Plus, ce serait remonter la cascade causale jusqu’à ses sources – ce serait l’écologie politique. Les classes dominantes ont bien compris où était leur intérêt : l’environnementalisme leur offre le statu quo matériel, le confort moral et l’illusion que le problème est réglé. L’écologie doit donc être le camp d’en face, réunissant sous sa bannière ceux qui ont le désir de transformer la société alors qu’ils auraient pu s’en satisfaire (l’« alter-élite ») et ceux qui y ont un intérêt pressant, parfois vital (les classes laborieuses paupérisées), et pour qui les plus grandes souffrances sont encore à venir. Et pourtant, là où les rangs de l’adversaire se resserrent, les nôtres sont toujours aussi clairsemés, troués par l’absence manifeste des classes populaires.

Et les perspectives ne sont pas bonnes, puisque leur perception de l’écologie a davantage de chances de se dégrader à l’avenir que de s’améliorer. D’une part, à cause d’un discours abondamment relayé dans les médias, la présentant comme « punitive » et « élitiste » ; de l’autre, du fait de mesures politiques anti-sociales faites au nom de l’écologie technocratique qui exhorte la société à se verdir par de grandes injonctions – « transition », « décarbonation », « compen­sation », « résilience ».

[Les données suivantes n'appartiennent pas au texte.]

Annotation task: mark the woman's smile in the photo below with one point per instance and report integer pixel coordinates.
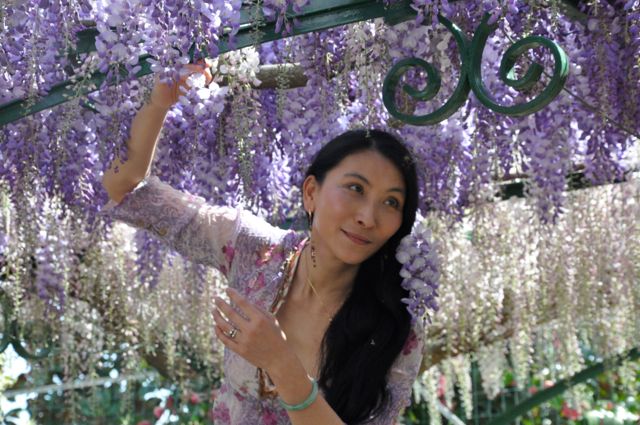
(357, 239)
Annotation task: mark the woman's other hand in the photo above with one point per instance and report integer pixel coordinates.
(258, 339)
(165, 95)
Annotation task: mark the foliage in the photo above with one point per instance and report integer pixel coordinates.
(537, 276)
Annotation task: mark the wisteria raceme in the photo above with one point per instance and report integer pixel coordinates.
(218, 139)
(420, 271)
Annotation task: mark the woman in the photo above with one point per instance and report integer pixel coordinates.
(316, 332)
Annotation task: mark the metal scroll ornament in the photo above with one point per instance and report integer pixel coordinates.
(11, 333)
(471, 76)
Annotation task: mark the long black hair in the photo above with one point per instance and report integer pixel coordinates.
(353, 372)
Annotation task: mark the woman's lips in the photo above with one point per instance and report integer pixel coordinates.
(356, 239)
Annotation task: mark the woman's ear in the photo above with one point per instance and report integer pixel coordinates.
(309, 189)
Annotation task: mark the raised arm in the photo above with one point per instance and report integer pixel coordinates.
(122, 176)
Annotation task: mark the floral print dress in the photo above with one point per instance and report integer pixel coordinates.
(259, 261)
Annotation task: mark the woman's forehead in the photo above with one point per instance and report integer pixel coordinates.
(371, 166)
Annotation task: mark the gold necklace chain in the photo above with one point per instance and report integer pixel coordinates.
(313, 288)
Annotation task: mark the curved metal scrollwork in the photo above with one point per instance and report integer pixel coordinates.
(471, 76)
(456, 100)
(531, 77)
(12, 334)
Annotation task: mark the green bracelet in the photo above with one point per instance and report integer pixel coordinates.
(312, 397)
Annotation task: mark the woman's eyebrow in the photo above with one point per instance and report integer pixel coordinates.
(364, 179)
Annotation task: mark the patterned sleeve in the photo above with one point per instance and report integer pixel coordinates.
(403, 373)
(202, 233)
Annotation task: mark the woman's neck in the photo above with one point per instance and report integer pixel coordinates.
(332, 280)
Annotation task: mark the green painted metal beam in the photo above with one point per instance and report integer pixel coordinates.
(317, 16)
(324, 14)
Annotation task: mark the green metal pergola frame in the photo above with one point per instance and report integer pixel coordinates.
(323, 14)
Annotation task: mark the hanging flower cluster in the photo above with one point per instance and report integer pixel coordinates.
(419, 260)
(528, 267)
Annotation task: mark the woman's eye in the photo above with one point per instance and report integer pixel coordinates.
(394, 203)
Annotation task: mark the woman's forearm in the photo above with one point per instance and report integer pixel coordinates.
(293, 385)
(141, 146)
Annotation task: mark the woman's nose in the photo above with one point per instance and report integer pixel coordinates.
(366, 216)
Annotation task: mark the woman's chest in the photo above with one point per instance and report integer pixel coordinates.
(304, 332)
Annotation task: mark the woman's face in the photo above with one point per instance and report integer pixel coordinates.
(357, 208)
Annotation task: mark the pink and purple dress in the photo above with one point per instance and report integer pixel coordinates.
(259, 261)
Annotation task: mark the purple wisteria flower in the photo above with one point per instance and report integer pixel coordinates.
(420, 271)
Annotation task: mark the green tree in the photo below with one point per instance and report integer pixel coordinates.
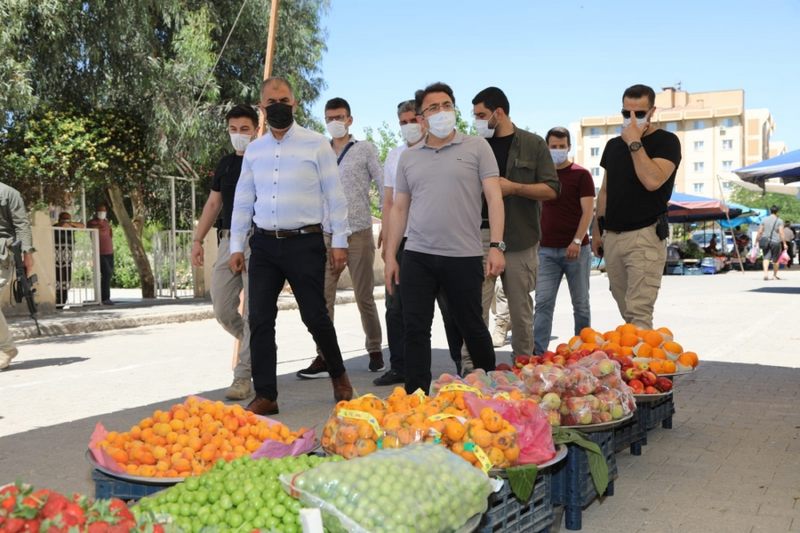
(148, 62)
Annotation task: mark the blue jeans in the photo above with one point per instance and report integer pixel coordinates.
(553, 264)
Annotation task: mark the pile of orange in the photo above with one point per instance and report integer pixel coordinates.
(363, 425)
(190, 437)
(627, 339)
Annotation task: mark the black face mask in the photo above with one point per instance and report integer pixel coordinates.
(279, 115)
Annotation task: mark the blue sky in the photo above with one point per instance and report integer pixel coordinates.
(558, 61)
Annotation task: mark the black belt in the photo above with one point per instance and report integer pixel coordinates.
(286, 233)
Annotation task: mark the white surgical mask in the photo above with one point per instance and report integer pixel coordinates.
(336, 129)
(482, 126)
(442, 123)
(559, 155)
(240, 141)
(411, 132)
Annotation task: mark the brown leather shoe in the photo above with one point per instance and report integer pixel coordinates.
(263, 406)
(342, 390)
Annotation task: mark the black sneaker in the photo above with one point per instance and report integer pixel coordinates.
(376, 362)
(392, 377)
(317, 369)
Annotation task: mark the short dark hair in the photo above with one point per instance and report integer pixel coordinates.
(337, 103)
(637, 91)
(492, 98)
(437, 87)
(560, 133)
(243, 111)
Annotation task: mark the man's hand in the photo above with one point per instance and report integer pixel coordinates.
(236, 263)
(338, 260)
(27, 260)
(495, 263)
(508, 187)
(573, 250)
(197, 254)
(391, 274)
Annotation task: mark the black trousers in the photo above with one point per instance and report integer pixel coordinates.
(396, 330)
(301, 261)
(106, 273)
(423, 276)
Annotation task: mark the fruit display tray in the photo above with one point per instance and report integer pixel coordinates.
(507, 513)
(572, 484)
(109, 487)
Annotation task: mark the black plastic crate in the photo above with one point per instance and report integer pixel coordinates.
(572, 484)
(507, 513)
(632, 434)
(110, 487)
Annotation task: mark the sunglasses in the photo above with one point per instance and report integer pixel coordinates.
(639, 114)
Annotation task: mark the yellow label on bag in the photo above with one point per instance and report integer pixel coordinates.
(361, 415)
(460, 387)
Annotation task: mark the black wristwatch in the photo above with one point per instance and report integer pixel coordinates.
(634, 146)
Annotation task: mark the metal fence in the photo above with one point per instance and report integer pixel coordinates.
(77, 256)
(172, 264)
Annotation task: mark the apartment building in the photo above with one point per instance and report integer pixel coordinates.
(717, 134)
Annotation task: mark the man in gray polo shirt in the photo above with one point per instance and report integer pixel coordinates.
(438, 198)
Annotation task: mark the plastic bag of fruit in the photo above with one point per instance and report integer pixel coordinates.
(423, 487)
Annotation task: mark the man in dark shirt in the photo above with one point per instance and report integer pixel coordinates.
(527, 177)
(226, 285)
(630, 226)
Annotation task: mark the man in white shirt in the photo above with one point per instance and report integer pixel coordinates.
(289, 182)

Le diagnostic n’a néanmoins pas changé depuis un demi-siècle : si une politique écologique révolutionnaire doit triompher, c’est qu’elle aura su embarquer les classes laborieuses avec elle. Comment ? L’erreur serait de calquer l’ancien schéma marxiste : elles doivent développer une « conscience écologique ». Une autre manière de dire qu’on ne leur a pas assez bien expliqué, ou qu’elles n’ont pas assez bien compris. Mais elles ont très bien compris, ou du moins aussi bien que les classes moyennes éduquées des métropoles.

Elles savent que nous allons droit dans le mur. Elles n’ont pas particulièrement envie de voir leurs enfants manger du poison, respirer un air vicié, voir les champs et les rivières se vider. Mais voilà : il y a problèmes plus urgents, et défaut de confiance dans la capacité de la politique à changer la vie. Ce n’est pas qu’elles ne consentiraient pas à quelque sacrifice dans leur mode de vie, c’est qu’elles n’ont pas grand-chose à sacrifier. Ci-gisent les grands slogans –  « Fin du monde, fin du mois, même combat ! ». La suture ne s’est pas faite.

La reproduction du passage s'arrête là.